As for the predators on the Serengeti, photo data reveals that relatively peaceful coexistence “has more to do with dividing up time than space,” she said. “They don’t seem to be avoiding each other as much as you might expect,” instead using the same habitat at different times of the day and night.
“Citizen science and informatics has a long history,” Kosmala said, but scientists have usually thought of amateur data gathering in terms of local or small-scale projects: “stream quality, or how many eggs are laid in bluebird boxes.” Snapshot Serengeti has shown “that citizen science can be used on a large scale, and more importantly, the data quality can be good if it’s well done.”
“We show that you can get very high quality by getting multiple people to look at the same image, and having both trained and untrained people look at an image,” she explained.
At least 10 different people looked at each image included in the newly released data set. If there was a lot of disagreement about which species appeared in an image, it was redistributed to as many as 30 volunteers for tagging and was sometimes evaluated by an expert as well, “which makes efficient use of their time,” Kosmala noted.
Then the researchers used a simple vote-counting algorithm to total up the different tags associated with each image.
To be sure the process was creating the most accurate data possible, “we tested this against a data set of about 4,000 images, where we manually classified all the images,” Kosmala said. “We did it in two stages to reduce mistakes, and even then the expert only got to 99 percent” accuracy, she said, compared with the volunteer accuracy rate of 96.6 percent—a statistical dead heat.
The Snapshot Serengeti project is unusually broad for a wildlife study, encompassing 40 mammal species across 700 miles of landscape. “As far as we know, it’s unique,” said Kosmala. “This is the largest single camera trapping effort in the world.”
“The majority of our images are not National Geographic quality,” she said. “They’re just part of an animal, very close or very far away, sometimes with bad lighting.” Computers typically have not been able to get much information out of such photographs, but “people are very good at identifying what’s in these sorts of images.”
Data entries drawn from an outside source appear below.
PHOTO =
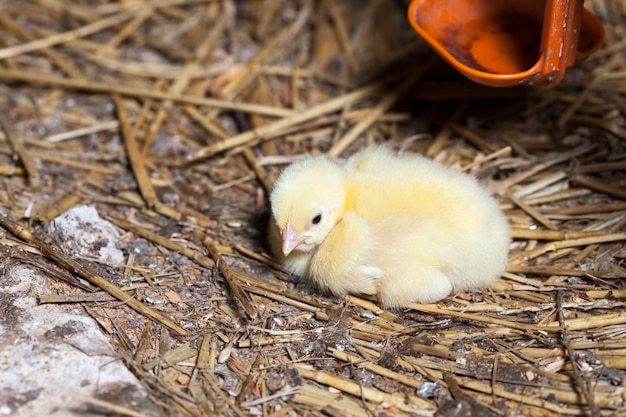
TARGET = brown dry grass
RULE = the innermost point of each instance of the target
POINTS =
(172, 117)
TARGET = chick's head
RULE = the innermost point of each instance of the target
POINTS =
(307, 201)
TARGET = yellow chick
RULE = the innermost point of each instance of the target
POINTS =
(403, 228)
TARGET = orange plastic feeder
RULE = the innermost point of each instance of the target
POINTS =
(502, 43)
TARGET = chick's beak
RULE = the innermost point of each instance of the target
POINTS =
(291, 239)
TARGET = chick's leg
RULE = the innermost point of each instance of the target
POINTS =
(423, 285)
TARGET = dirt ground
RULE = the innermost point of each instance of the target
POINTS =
(139, 141)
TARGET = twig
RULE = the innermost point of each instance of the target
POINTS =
(230, 278)
(18, 148)
(134, 155)
(73, 266)
(578, 376)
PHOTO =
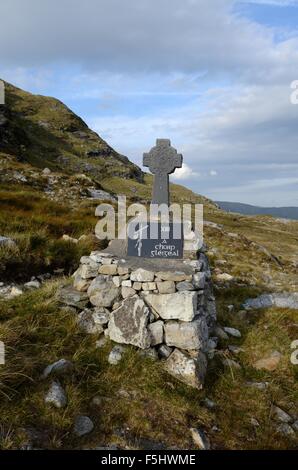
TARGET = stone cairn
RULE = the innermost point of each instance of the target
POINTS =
(168, 312)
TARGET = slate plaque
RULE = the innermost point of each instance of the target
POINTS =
(164, 245)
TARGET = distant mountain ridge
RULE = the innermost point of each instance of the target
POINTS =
(247, 209)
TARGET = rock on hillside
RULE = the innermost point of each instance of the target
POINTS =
(42, 131)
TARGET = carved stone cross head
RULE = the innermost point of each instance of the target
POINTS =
(162, 160)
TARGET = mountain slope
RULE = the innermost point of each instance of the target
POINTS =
(247, 209)
(44, 132)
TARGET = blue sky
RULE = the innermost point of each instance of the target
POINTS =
(213, 76)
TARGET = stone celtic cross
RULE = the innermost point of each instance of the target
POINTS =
(162, 160)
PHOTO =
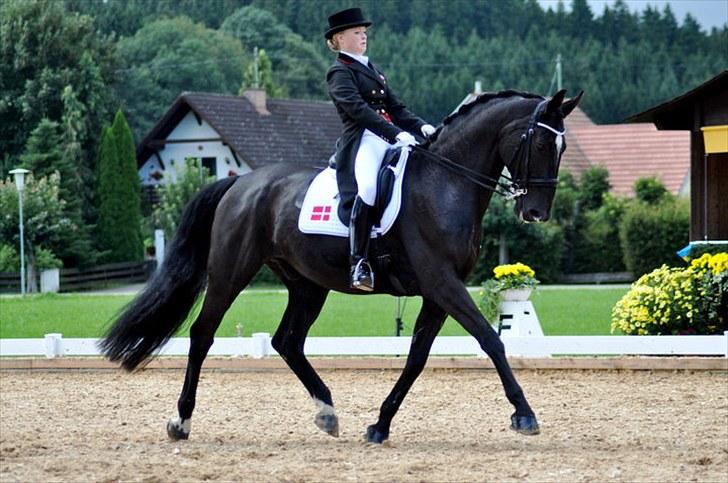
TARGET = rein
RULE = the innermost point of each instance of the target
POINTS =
(512, 187)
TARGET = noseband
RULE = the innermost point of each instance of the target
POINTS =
(522, 157)
(518, 185)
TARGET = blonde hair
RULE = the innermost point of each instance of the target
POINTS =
(333, 43)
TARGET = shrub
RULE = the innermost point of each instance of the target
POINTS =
(651, 191)
(690, 300)
(650, 235)
(598, 247)
(9, 259)
(539, 245)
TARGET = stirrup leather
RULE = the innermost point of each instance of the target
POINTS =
(362, 276)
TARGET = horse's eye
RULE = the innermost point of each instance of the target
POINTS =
(542, 146)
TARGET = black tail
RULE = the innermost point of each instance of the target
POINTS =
(161, 308)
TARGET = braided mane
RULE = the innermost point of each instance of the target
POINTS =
(481, 99)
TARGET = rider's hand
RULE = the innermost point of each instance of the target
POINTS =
(428, 130)
(406, 139)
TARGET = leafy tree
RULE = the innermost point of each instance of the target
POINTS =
(295, 64)
(119, 224)
(650, 191)
(44, 155)
(46, 229)
(264, 80)
(43, 49)
(175, 196)
(169, 56)
(540, 246)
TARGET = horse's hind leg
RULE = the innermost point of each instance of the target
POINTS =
(429, 322)
(222, 289)
(305, 300)
(452, 296)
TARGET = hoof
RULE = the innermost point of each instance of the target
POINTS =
(328, 423)
(375, 436)
(176, 430)
(524, 424)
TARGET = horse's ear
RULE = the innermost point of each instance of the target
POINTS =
(569, 105)
(555, 102)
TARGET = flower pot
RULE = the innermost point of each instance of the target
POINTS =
(516, 294)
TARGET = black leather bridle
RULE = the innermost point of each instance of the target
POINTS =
(508, 187)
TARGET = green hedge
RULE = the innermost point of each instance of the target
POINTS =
(651, 234)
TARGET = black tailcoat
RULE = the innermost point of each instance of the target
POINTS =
(360, 94)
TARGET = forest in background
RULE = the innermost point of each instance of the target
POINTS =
(69, 68)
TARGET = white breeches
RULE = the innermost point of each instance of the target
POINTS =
(366, 165)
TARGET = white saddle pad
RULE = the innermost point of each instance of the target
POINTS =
(319, 211)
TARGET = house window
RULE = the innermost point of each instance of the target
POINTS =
(211, 165)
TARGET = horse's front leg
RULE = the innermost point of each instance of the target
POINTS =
(305, 300)
(429, 322)
(450, 293)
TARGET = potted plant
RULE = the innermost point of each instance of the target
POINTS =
(512, 282)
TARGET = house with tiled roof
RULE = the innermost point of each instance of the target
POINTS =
(628, 152)
(233, 135)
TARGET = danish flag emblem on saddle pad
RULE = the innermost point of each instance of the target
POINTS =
(319, 210)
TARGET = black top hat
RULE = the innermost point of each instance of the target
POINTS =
(351, 17)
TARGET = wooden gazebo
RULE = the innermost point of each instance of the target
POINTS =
(704, 112)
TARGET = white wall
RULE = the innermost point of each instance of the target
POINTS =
(174, 154)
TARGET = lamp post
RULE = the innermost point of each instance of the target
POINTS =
(19, 175)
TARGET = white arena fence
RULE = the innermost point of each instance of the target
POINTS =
(259, 345)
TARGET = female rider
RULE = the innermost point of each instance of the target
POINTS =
(374, 120)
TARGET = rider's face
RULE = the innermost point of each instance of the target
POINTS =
(353, 40)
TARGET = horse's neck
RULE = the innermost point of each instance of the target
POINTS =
(473, 144)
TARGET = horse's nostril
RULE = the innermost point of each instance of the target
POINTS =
(534, 215)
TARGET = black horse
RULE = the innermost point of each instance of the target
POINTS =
(236, 225)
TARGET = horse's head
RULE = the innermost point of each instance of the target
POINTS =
(532, 150)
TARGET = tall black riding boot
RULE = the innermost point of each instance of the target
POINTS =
(360, 227)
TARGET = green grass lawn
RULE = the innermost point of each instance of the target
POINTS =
(562, 311)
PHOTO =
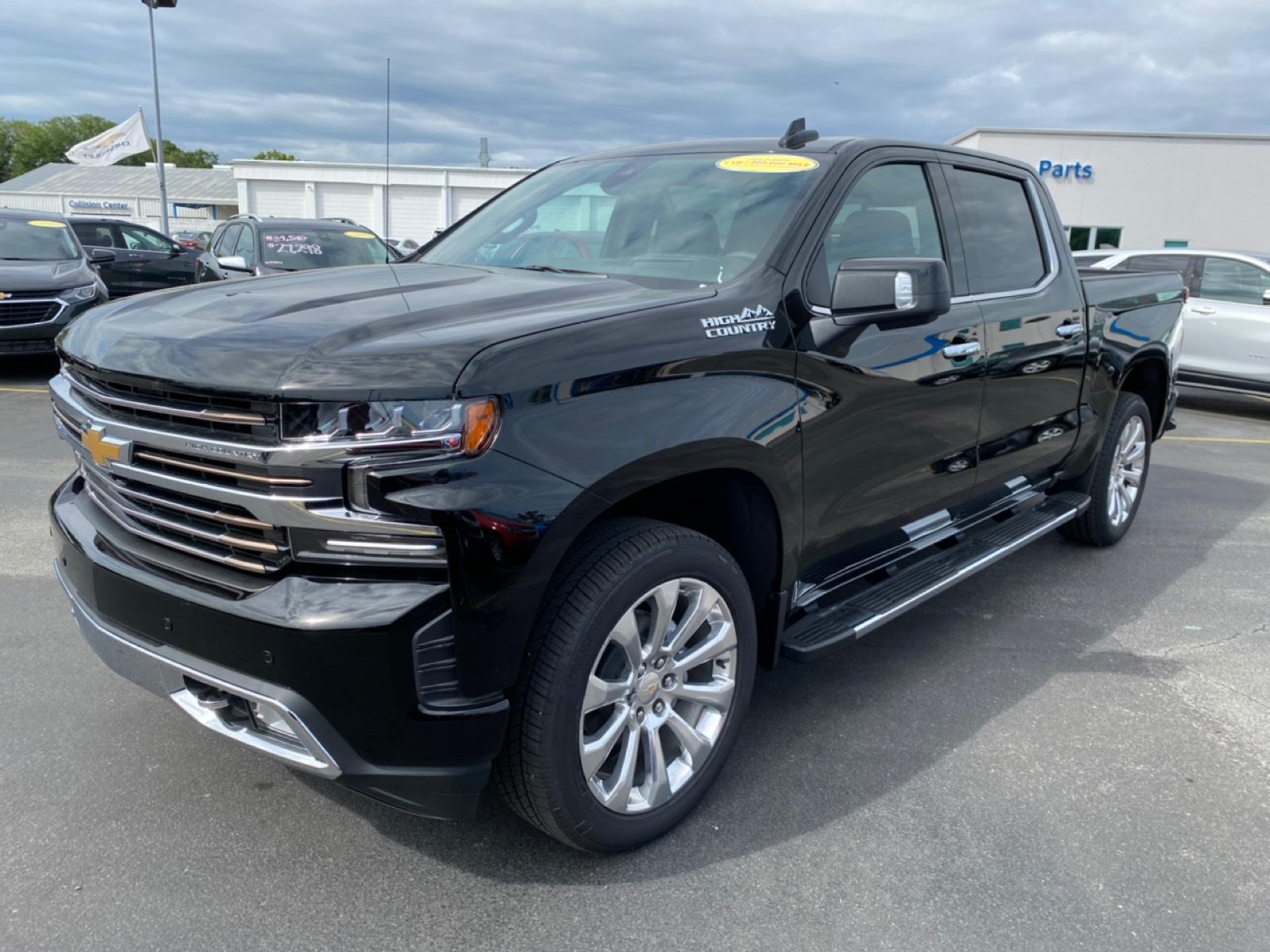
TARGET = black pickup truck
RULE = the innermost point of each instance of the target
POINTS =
(421, 526)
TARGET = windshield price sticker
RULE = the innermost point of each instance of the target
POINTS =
(768, 163)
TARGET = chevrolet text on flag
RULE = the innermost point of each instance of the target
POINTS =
(118, 143)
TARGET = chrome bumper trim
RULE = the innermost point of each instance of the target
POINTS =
(164, 677)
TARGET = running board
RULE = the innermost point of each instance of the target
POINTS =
(864, 611)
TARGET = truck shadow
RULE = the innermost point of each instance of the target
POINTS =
(821, 742)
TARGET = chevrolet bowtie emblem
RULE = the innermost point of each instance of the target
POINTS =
(105, 450)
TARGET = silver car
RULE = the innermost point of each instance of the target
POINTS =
(1227, 319)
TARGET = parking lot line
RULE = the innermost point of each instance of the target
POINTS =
(1219, 440)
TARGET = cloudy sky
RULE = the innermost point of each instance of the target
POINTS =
(545, 79)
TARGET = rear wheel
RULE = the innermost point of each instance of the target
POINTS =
(1119, 476)
(638, 677)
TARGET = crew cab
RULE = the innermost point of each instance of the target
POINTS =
(463, 518)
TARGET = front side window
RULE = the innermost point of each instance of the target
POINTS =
(1237, 282)
(36, 240)
(143, 239)
(660, 220)
(999, 232)
(887, 213)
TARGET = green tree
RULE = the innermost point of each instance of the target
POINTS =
(29, 145)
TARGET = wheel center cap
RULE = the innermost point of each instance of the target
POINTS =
(648, 685)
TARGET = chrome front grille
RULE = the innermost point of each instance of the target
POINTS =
(229, 536)
(216, 512)
(178, 409)
(16, 313)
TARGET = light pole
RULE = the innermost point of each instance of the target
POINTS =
(154, 69)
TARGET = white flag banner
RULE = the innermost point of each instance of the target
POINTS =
(118, 143)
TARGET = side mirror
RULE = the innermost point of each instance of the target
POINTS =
(886, 290)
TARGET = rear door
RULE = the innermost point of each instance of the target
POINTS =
(1227, 321)
(889, 414)
(154, 262)
(1034, 321)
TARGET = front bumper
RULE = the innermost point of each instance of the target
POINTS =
(346, 695)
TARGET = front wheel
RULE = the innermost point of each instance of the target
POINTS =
(635, 685)
(1119, 476)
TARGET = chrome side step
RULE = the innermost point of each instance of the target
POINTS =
(878, 603)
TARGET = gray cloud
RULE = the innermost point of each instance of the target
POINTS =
(550, 79)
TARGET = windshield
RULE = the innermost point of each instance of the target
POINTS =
(698, 219)
(36, 240)
(298, 249)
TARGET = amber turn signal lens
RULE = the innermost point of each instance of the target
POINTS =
(480, 420)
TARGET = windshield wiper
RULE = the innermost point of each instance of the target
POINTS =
(556, 271)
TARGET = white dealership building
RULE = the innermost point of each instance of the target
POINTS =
(422, 198)
(1146, 190)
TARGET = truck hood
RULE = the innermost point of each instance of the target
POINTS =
(44, 276)
(374, 332)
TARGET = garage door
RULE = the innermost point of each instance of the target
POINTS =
(414, 213)
(283, 200)
(340, 200)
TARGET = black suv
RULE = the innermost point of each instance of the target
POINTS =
(46, 279)
(144, 259)
(248, 247)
Snapshot Serengeti has already been contacted by computer vision researchers who want to use the data to create better automated processing of wildlife images, said Kosmala. “Our set creates a large, labeled image set so that others can use it to create species-specific data processing.”
“Our research shows you can use citizen science methods to get high-quality data out of archives of camera trap images.” she said.
The results will have a big impact on saving threatened and endangered species, she believes, because they can aid computer vision experts in improving automated image analysis. “That would really speed up the ability of conservation projects to go through their image backlogs and get useful information from them,” perhaps in time to stop habitat loss or protect animals in the wild.
Snapshot Serengeti’s data set is helping conservation education as well. “It’s already being used at the University of Minnesota so that students can ask their own questions and get the answers from the data,” rather than solving abstract ecological problems with example data, Kosmala said.
While Serengeti National Park is a well-protected area, she said, “we’re hoping that by using the data that we have in this paper, we’ll be able to learn things about how the species interact with each other and the landscape, to inform conservation projects elsewhere in Africa.”
The Web interface for Snapshot Serengeti was developed by a nonprofit called Zooniverse that specializes in citizen-science projects. “We were looking for a way to do citizen science at the same time they were looking for a project,” Kosmala said. Zooniverse’s design makes it “as fast and painless as possible to get started” looking at and tagging images.